- Serves: makes 750g pastry approx.
- Cook Time: 25 minutes
- Prep Time: 15 minutes plus 30 mins chilling
- Effort: medium
- 500 g plain flour
- 250 g butter, or half each of butter and lard, diced
- 4-8 tbsp iced water
For the herby alternative
- 3 tsp ground cumin
- finely grated zest of 1 oranges
1. Sift the flour and a pinch of salt into a large bowl.
2. Using a knife, cut the fat into the flour until evenly blended; then begin to lightly rub the fat into flour using your fingertips. When the mixture resembles breadcrumbs sprinkle with a little water.

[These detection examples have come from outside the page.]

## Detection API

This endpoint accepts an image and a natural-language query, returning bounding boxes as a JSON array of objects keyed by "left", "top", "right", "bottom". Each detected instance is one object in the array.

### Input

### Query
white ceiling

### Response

3. Using a knife bind the ingredients together, then finish with your hands to form a dough. Wrap in cling film and chill for 30 minutes before using.
4. Preheat the oven to 190C/gas 5.
5. Remove the dough from the fridge, and when at room temperature, roll out on a lightly floured surface until the thickness of a £1 coin.
6. Line a tart tin, pressing the dough into the sides. Pierce the surface with a fork and brush with beaten egg yolk.
7. Place on a baking tray and bake for 20-25 minutes until crisp and golden.
For the herby pastry: add the ground cumin with the flour and salt. Add the orange zest after the fat and before the water.